Que dire ? Si je confirmais, elle allait penser que j’étais venu là pour la draguer et si j’infirmais, j’allais passer pour un goujat. Quel dilemme ! D’autant plus qu’elle me plaisait beaucoup, cette jeune femme.

- C’est difficile de me concentrer avec une jolie demoiselle telle que vous à proximité, j’ai murmuré.

Voilà, ça c’est pas mal, pas trop macho, mais pas indifférent.

Et là, croyez-moi ou pas, je vous jure que c’est la vérité : en m’entendant faire ce gentil compliment à Marie-Ange, Germaine est devenue folle. Elle s’est levée, le visage tout rouge, puis s’est approchée de la jeune femme en fulminant avant de lui planter une de ses aiguilles à tricoter numéro 4 dans la gorge, sans que sa main ne tremble la moindre seconde.

- Ah non, pour une fois qu’il y a un homme, elle ne va pas le prendre pour elle ! a-t-elle crié avant de retourner s’effondrer sur son siège en pleurant.

La vache... Je suis resté bête devant ce geste tellement inattendu de la part de cette mamie aux cheveux d'une couleur improbable et au pull si moche. Qui aurait imaginé ça ?

- Faut la comprendre, ça fait vingt ans qu’elle est veuve ! Ça lui manque, un homme, m’a dit Félicie, sa voisine de l’autre côté, en lui tapotant l’épaule.

J’ai appris son nom plus tard, et aussi qu’elles étaient voisines, habitant toutes les deux le même immeuble.

Heureusement que j’avais quinze témoins, sinon, on aurait pu m’accuser du meurtre. Germaine continuait à gémir sans discontinuer et s'est laissé emmener par les forces de l’ordre sans un mot. Elle m’a juste regardée avec un regard de braise... Quelle horreur ! Je n'aurais jamais imaginé déchaîner une passion comme ça, un jour.

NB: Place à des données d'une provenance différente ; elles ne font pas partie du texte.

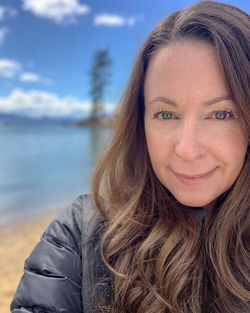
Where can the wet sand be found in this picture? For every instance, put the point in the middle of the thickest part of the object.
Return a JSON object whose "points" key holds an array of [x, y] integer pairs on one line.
{"points": [[16, 243]]}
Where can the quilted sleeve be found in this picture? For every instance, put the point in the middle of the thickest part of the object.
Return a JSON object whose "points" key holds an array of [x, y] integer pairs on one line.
{"points": [[52, 273]]}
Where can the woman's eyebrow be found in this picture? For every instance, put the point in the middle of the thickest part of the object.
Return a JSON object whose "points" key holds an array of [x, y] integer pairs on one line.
{"points": [[206, 103], [216, 100], [163, 99]]}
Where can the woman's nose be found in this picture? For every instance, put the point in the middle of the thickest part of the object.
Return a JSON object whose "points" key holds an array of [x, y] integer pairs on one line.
{"points": [[190, 144]]}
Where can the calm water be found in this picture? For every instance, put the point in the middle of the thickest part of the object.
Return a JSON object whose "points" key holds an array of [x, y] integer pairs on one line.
{"points": [[45, 165]]}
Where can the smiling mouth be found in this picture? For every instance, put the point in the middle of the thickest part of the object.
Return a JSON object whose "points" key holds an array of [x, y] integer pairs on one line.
{"points": [[194, 179]]}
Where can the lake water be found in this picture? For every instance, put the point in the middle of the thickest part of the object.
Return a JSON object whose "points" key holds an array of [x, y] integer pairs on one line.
{"points": [[45, 165]]}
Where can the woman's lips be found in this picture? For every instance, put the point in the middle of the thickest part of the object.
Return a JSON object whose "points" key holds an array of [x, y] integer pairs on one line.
{"points": [[194, 179]]}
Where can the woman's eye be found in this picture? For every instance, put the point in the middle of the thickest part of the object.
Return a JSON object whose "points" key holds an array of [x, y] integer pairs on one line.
{"points": [[222, 115], [165, 115]]}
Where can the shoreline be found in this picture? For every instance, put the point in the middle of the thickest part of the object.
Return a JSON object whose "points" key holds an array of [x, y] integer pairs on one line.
{"points": [[18, 239]]}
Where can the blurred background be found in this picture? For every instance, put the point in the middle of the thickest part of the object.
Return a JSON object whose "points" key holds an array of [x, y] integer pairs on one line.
{"points": [[64, 65]]}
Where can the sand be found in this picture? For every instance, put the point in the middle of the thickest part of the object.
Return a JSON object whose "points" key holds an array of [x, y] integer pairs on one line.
{"points": [[16, 243]]}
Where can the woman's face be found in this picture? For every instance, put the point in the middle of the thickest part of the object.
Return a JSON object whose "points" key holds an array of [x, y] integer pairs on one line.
{"points": [[195, 139]]}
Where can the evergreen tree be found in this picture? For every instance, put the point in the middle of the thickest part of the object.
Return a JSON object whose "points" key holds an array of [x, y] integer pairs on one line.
{"points": [[99, 79]]}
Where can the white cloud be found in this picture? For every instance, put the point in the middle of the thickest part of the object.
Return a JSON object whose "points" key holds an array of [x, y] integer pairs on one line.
{"points": [[57, 10], [9, 68], [113, 20], [3, 32], [6, 11], [38, 104], [29, 77]]}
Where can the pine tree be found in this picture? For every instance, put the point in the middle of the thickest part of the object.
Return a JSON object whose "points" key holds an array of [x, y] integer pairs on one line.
{"points": [[99, 80]]}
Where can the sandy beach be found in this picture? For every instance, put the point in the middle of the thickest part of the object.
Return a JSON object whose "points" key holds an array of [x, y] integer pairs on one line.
{"points": [[16, 243]]}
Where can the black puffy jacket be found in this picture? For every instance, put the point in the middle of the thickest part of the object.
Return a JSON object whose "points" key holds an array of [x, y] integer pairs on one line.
{"points": [[60, 273], [66, 265]]}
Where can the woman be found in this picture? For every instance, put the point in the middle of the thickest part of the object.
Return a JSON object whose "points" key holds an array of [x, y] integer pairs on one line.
{"points": [[172, 190]]}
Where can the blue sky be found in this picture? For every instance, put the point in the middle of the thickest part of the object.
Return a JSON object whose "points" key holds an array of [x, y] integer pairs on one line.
{"points": [[47, 46]]}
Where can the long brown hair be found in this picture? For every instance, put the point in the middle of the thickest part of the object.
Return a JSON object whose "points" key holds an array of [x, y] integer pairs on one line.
{"points": [[162, 259]]}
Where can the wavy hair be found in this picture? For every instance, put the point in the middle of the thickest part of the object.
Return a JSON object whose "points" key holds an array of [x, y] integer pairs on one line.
{"points": [[162, 259]]}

Les gendarmes ont été sympas, tout comme le reporter du journal local. Je ne suis pas apparu dans le PV de gendarmerie que comme témoin avec l’initiale de mon prénom (G.) et le journaliste n’a pas évoqué clairement la cause de cet incident. Sinon, ça m’aurait fait une nouvelle casserole à trimbaler.

Le problème, c’est que je sais bien que c’est à cause de moi qu’elle est morte, Marie-Ange... Alors qu’on aurait peut-être pu vivre une belle histoire tous les deux. L’amour n’était pas passé loin de moi.